Стрекот машинки заставил меня обернуться.

— И впрямь надо тебя представить, — проговорил дядя. — Мадемуазель, познакомьтесь: мой племянник Жан, шалопай, неспособный проверить цифры даже в ресторанном счете. Жан, это наша ассистентка Мартина Соваж.

— Как доехали? — спросила девушка, протягивая мне руку. Я пожал ее, не успев как следует прийти в себя. В моем представлении ассистентка дяди была этакой скромной лабораторной крысой в очках, а передо мной стояла юная красавица с телом греческой статуи и таким правильным лицом, что можно было прийти в отчаяние, настолько черты его казались совершенными. Впрочем, лоб, пожалуй, был чуть низковат, но зато под ним сияли великолепные серо-зеленые глаза и его обрамляли длинные пряди на удивление черных волос — ведь брат ее был блондином. Про нее нельзя было сказать, что она красива. Нет, она была прекрасна, прекраснее всех женщин, каких мне только доводилось видеть.

Рукопожатие ее было дружеским и коротким. Мартина сразу же вернулась к своим расчетам.

— Я вижу, ты тоже убит, — насмешливо прошептал дядя, увлекая меня в сторону. — Мартина разит без промаха; по-видимому, контраст с обстановкой усиливает эффект. А сейчас, извини, мне надо закончить до вечера работу, чтобы подготовиться к ночным наблюдениям. Встретимся за обедом, в семь тридцать.

— А это очень важно, твоя работа? — спросил я. — Мишель мне говорил о каких-то странных явлениях…

— Странных! Эти явления опрокидывают всю нашу науку! Подумай только: туманность Андромеды отклонилась на восемнадцать градусов от своего нормального положения! Одно из двух: либо туманность действительно сдвинулась, но тогда она должна была развить скорость физически немыслимую, потому что еще позавчера она была на своем месте, либо, как думаю я и мои коллеги из обсерватории Мон Паломар, свет туманности отклонился из-за какого-то феномена, которого позавчера не существовало. И не только ее свет — лучи всех звезд, расположенных в том же направлении, свет Нептуна и, может быть, даже… Из всех гипотез наименее глупой кажется следующая: ты, должно быть, знаешь — впрочем, наоборот, ты, конечно, не знаешь, что мощное поле тяготения способно отклонить луч света. Сейчас все происходит так, как если бы между Землей и Андромедой в Солнечной системе появилась огромная масса материи. Но она невидима, эта масса! Немыслимо, глупо, но все-таки это так.

Я вернулся в дом дяди, где уже собирались приглашенные к обеду.

В семь двадцать появился хозяин дома со своей свитой. В семь тридцать мы сели за стол.
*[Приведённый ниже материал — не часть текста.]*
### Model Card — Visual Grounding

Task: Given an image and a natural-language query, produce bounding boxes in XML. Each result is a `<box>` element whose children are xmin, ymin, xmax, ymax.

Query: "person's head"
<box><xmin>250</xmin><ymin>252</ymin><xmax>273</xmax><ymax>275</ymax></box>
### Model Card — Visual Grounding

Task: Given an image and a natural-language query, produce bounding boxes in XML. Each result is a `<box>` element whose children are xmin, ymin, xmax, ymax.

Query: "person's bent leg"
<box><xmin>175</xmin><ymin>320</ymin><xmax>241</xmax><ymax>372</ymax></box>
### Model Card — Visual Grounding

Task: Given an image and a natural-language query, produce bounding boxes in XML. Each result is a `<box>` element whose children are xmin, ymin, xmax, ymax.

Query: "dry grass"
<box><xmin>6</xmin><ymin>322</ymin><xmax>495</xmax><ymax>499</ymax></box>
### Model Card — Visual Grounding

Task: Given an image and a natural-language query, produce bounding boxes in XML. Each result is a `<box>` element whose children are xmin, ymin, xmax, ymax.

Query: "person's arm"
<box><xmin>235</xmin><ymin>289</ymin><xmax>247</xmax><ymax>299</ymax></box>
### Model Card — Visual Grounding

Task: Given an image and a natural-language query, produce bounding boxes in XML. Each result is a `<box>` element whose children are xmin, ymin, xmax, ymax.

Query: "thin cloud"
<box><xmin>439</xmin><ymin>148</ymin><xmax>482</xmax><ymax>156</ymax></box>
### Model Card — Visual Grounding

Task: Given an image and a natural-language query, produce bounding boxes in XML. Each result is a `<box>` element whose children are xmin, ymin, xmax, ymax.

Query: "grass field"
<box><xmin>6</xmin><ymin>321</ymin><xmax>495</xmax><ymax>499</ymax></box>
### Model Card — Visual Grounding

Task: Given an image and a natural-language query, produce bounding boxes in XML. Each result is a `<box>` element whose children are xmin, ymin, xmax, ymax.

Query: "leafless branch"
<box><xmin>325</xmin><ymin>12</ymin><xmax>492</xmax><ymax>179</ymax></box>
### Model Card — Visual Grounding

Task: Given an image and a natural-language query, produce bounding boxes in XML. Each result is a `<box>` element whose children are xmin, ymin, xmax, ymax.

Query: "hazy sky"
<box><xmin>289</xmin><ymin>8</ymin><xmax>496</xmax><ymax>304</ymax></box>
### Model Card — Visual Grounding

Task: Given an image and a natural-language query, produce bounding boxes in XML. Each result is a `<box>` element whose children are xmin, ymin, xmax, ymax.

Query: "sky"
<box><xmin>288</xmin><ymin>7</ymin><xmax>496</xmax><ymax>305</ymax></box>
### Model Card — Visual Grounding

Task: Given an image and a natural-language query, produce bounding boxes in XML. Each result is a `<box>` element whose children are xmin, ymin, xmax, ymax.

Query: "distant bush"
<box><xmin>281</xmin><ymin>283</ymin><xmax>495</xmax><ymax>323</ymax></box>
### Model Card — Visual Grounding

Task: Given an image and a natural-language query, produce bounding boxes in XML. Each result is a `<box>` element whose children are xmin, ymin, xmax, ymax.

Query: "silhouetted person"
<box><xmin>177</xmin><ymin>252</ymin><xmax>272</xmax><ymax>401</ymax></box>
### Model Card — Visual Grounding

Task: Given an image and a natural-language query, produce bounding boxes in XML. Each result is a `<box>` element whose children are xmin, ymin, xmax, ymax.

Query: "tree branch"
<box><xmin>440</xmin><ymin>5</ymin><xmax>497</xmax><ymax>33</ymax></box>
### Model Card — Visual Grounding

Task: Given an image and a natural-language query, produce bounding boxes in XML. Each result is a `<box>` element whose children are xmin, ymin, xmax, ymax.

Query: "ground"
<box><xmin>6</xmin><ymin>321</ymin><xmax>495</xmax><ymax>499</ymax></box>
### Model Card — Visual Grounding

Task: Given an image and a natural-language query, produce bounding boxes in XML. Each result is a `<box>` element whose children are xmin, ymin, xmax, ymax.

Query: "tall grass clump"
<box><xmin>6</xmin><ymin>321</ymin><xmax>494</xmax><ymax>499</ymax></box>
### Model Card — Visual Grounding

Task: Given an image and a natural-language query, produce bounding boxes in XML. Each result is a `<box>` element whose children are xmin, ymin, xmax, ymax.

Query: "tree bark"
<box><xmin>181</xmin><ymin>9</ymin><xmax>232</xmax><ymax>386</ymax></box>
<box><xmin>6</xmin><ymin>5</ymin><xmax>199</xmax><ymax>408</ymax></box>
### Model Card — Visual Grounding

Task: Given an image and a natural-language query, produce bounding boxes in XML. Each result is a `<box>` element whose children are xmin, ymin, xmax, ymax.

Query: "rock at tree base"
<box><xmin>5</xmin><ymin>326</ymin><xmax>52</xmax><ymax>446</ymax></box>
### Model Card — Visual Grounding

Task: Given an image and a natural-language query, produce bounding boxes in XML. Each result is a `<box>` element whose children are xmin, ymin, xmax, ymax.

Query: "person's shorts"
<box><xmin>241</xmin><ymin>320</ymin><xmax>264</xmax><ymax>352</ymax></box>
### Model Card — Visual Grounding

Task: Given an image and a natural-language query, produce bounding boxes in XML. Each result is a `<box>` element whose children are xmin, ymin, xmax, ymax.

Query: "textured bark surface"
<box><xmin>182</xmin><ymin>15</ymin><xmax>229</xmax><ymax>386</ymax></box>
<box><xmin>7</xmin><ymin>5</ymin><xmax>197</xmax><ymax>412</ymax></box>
Обед прошел весело, если не считать озабоченных лиц моего дяди и Менара. Что же до меня, то я был целиком поглощен Мартиной.

В тот вечер мне недолго пришлось наслаждаться ее обществом. В восемь пятнадцать дядя встал из-за стола и кивнул Мартине; вместе с Менаром они вышли из дома, и я увидел через окно, как три фигурки поднимаются к обсерватории.

Глава II

Катастрофа

Кофе мы вышли пить на террасу. Мишель жаловался на всеобщее пренебрежение к астрономическому изучению планет с тех пор, как астронавты начали изучать их, как он выразился, на местах. Спускалась ночь. Над горами висела половина луны, мерцали звезды.

С темнотою пришла прохлада, и мы вернулись в гостиную. Свет зажигать не стали. Я сел напротив Мишеля лицом к окну. Малейшие подробности этого вечера сохранились в моей памяти с удивительной ясностью, хотя с тех пор прошло столько лет! Я видел купол обсерватории; маленькие башенки с вспомогательными телескопами четко вырисовывались на фоне вечернего неба. Общий разговор угас, все неторопливо беседовали парами. Я говорил с Мишелем. Не знаю почему, я чувствовал себя легко и счастливо. Казалось, я ничего не вешу и не сижу, а парю над своим креслом.